Any suggestion will be of great importance.

Answer 1

Let's see if we can tease out the main points here. The images below are taken from Lance and Cole's Analytical Chemistry POGIL workbook.

Microscopic processes at a metal surface exposed to an aqueous solution containing the corresponding metal ion(1) will result in a slight negative charge on the metal surface due to oxidation of the metal and a slight positive charge in the region of the solution close to the metal surface owing to the sudden generation (and dissolution) of positively charged metal ions.

The amount of negative charge generated is metal specific and as of now, unknowable in an absolute sense. Therefore, we are required to compare the extent of this process at one metal electrode to that of another. If we compare the Zn electrode above to a Pb electrode, we would find that the Pb electrode has less negative charge on its surface relative to Zn. Both of the electrodes, however, have a slightly negative charge at their surfaces. Because the charge is greater at the Zn electrode, we say Zn is easier to oxidize than Pb.

To answer your question which of the above explanations is correct, the answer is both (although the clarity of the explanations is up for debate). A negative charge is generated at both electrodes, but the the amount relative to one another differs, and that gives rise to the notions of easier/harder to oxidize/reduce.

(1) In my experience, microscopic theory of electrochemical processes typically assume the presence of the metal and metal ion in part to avoid issues which identifying what in the system is being oxidized and reduced.

Answer 2

Theoretically, we could do any reaction.

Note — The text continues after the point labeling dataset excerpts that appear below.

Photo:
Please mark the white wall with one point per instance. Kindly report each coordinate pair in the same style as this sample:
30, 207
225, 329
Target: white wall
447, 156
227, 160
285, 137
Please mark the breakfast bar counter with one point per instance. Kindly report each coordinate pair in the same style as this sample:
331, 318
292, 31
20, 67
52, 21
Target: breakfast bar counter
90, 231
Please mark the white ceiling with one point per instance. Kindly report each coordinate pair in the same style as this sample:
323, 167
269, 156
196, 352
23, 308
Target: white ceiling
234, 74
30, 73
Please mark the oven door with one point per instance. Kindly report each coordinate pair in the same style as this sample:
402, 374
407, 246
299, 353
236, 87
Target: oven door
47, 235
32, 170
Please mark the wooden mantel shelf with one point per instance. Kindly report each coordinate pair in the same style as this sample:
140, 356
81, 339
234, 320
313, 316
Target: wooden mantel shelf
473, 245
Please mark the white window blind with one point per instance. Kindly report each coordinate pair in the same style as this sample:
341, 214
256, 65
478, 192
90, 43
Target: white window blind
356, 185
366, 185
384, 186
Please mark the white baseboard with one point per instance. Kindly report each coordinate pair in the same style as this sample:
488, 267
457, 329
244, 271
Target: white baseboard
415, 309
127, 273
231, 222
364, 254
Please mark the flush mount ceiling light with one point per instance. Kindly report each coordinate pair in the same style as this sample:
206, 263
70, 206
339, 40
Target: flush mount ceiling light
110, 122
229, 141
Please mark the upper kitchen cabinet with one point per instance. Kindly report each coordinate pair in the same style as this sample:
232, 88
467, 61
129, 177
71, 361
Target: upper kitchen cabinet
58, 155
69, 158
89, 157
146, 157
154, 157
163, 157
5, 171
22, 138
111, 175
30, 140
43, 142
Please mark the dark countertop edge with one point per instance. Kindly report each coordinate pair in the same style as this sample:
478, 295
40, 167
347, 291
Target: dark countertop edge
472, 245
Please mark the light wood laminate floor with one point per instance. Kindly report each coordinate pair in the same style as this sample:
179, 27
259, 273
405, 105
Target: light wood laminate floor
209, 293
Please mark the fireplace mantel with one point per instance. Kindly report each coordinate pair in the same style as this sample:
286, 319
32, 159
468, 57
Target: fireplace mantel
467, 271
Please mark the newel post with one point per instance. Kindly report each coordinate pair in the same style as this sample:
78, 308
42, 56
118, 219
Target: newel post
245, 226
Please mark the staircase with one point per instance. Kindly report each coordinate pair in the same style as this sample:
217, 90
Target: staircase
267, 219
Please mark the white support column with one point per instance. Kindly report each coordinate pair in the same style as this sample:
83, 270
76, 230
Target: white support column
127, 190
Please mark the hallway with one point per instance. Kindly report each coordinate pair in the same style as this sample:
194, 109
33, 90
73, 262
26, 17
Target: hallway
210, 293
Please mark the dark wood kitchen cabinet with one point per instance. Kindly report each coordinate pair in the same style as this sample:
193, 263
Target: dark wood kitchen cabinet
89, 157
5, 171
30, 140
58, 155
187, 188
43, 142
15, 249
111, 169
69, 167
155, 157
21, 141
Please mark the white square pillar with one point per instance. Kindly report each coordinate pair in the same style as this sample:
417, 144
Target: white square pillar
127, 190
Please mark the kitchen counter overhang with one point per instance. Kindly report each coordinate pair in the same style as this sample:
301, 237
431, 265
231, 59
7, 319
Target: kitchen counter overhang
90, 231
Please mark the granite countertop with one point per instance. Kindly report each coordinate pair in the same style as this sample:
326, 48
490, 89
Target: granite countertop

Practically, some are only possible in one direction; others are under special conditions.

For the case of copper: the standard potential of the pair $ \ce {Cu^{2 +} / Cu} $ being positive, this means that naturally the reaction is done in the direction $ \ce {Cu^{2+} -> Cu} $. But we can still force the reaction in the other direction by imposing a potential.

For the case of zinc ($ \ce {Zn^{2+} / Zn} $), the natural reaction is that of oxidation so the reaction is $ \ce {Zn} -> \ce{Zn^{2+}} $.

So if we put copper ions $ \ce {Cu ^{2 +}} $ and zinc together, a reaction takes place between these species; if, on the other hand, we place $\ce{Cu}$ and $ \ce {Zn^{2 +}} $ ions, nothing happens naturally.

To know if a reaction is possible or not, we must look at the standard potentials of the couples (for similar concentrations otherwise we must calculate the potential using the Nernst relation): the reaction is naturally possible then between the oxidant of the highest potential torque and the lower potential torque reducer.